8-bit clean
8-bit clean is the name of a system that correctly takes into account and processes all 8 bits of a byte .
Early code pages like ASCII encode the characters over 7 bits, while the eighth bit can be used for parity checking or other purposes.
Later code pages such as CP437 or CP850 , as well as the ISO-8859 series and UTF-8 are based on ASCII. By setting the eighth bit to 0, an ASCII character is converted into each of these code pages, while the 1 leads to a character with a different meaning (umlaut, graphic symbol, part of a multibyte sequence, etc.).
Conversely, texts that are written in code pages in which the eighth bit is defined, as well as binary data, must first be converted before processing by a 7-bit system. Otherwise special characters with the eighth bit set would be interpreted incorrectly and binary data would be corrupted. This procedure is common with mail systems ( SMTP , MIME , uuencode ).
It has become common practice to set the eighth bit to zero from the outset in ASCII-coded data, i.e.

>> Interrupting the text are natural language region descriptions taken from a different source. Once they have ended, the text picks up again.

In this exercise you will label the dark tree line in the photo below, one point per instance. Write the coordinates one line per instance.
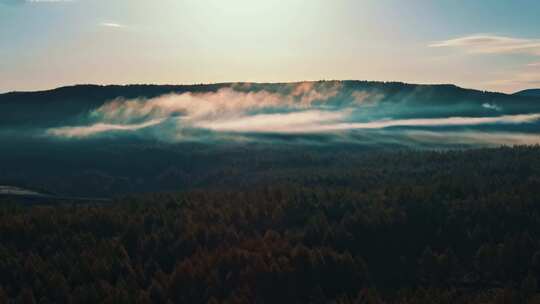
(443, 227)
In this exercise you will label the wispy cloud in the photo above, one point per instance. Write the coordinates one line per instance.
(112, 25)
(491, 106)
(20, 2)
(85, 131)
(320, 122)
(492, 44)
(474, 138)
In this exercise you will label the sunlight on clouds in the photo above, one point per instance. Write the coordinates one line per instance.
(85, 131)
(490, 44)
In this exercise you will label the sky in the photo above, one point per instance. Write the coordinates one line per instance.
(483, 44)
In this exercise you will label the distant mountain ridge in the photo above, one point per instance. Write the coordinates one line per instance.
(70, 104)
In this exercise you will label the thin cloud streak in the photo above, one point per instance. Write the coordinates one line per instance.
(492, 44)
(112, 25)
(86, 131)
(321, 122)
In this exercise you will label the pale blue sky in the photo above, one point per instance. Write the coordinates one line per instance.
(484, 44)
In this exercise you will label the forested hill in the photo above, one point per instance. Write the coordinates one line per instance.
(70, 103)
(530, 92)
(457, 227)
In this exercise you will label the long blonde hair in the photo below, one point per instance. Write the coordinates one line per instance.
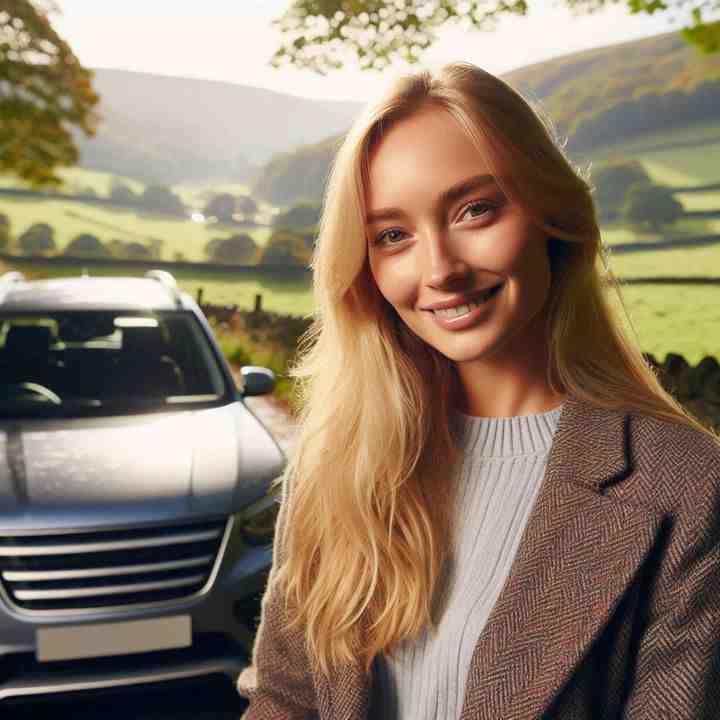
(367, 507)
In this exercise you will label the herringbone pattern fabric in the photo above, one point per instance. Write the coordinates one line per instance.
(612, 606)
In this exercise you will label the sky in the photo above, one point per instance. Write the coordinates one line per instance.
(233, 40)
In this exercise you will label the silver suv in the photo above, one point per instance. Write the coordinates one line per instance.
(135, 520)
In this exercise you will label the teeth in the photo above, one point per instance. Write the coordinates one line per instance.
(462, 309)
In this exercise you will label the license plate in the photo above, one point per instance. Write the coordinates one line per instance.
(133, 636)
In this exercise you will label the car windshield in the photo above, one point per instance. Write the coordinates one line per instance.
(76, 363)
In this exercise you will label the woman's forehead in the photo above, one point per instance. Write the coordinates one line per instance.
(426, 151)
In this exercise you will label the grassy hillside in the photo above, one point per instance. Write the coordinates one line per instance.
(169, 130)
(606, 99)
(70, 219)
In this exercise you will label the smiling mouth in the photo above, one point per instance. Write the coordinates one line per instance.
(467, 307)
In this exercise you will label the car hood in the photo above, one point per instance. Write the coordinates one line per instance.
(90, 472)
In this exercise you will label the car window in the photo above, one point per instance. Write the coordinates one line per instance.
(100, 362)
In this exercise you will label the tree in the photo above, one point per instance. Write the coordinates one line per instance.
(38, 239)
(86, 245)
(285, 248)
(378, 32)
(612, 180)
(45, 93)
(236, 250)
(158, 198)
(652, 204)
(4, 231)
(246, 205)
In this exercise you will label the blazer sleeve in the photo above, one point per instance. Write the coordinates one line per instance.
(278, 684)
(678, 663)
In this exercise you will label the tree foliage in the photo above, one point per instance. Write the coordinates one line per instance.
(321, 34)
(38, 239)
(612, 180)
(651, 204)
(44, 93)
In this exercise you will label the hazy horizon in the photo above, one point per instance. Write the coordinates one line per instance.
(234, 45)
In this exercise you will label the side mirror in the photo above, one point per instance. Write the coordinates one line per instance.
(257, 380)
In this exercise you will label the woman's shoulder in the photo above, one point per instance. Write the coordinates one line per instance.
(674, 467)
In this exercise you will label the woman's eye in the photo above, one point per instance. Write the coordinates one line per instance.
(477, 209)
(388, 237)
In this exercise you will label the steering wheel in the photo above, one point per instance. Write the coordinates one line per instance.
(35, 389)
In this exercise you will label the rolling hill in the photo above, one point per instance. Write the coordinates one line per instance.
(596, 98)
(170, 130)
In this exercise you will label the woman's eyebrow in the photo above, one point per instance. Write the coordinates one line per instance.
(446, 198)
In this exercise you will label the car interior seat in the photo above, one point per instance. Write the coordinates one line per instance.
(144, 366)
(26, 356)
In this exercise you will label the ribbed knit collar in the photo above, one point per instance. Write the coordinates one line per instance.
(507, 436)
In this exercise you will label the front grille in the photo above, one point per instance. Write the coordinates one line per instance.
(109, 568)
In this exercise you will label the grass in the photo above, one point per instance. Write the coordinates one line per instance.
(682, 319)
(69, 219)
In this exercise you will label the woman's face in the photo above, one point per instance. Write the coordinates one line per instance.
(441, 232)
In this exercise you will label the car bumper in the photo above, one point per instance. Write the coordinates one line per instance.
(222, 640)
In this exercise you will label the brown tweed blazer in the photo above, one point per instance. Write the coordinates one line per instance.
(612, 605)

H. make sure that the data is 8-bit clean. An explicit conversion into the code pages mentioned is thus superfluous. The loss of parity information does not appear to be critical today because error-prone data transmissions are now protected by packet checksums.
Common applications and operating systems have been 8-bit clean since the 1990s, while SMTP continues to process 7-bit data for reasons of downward compatibility.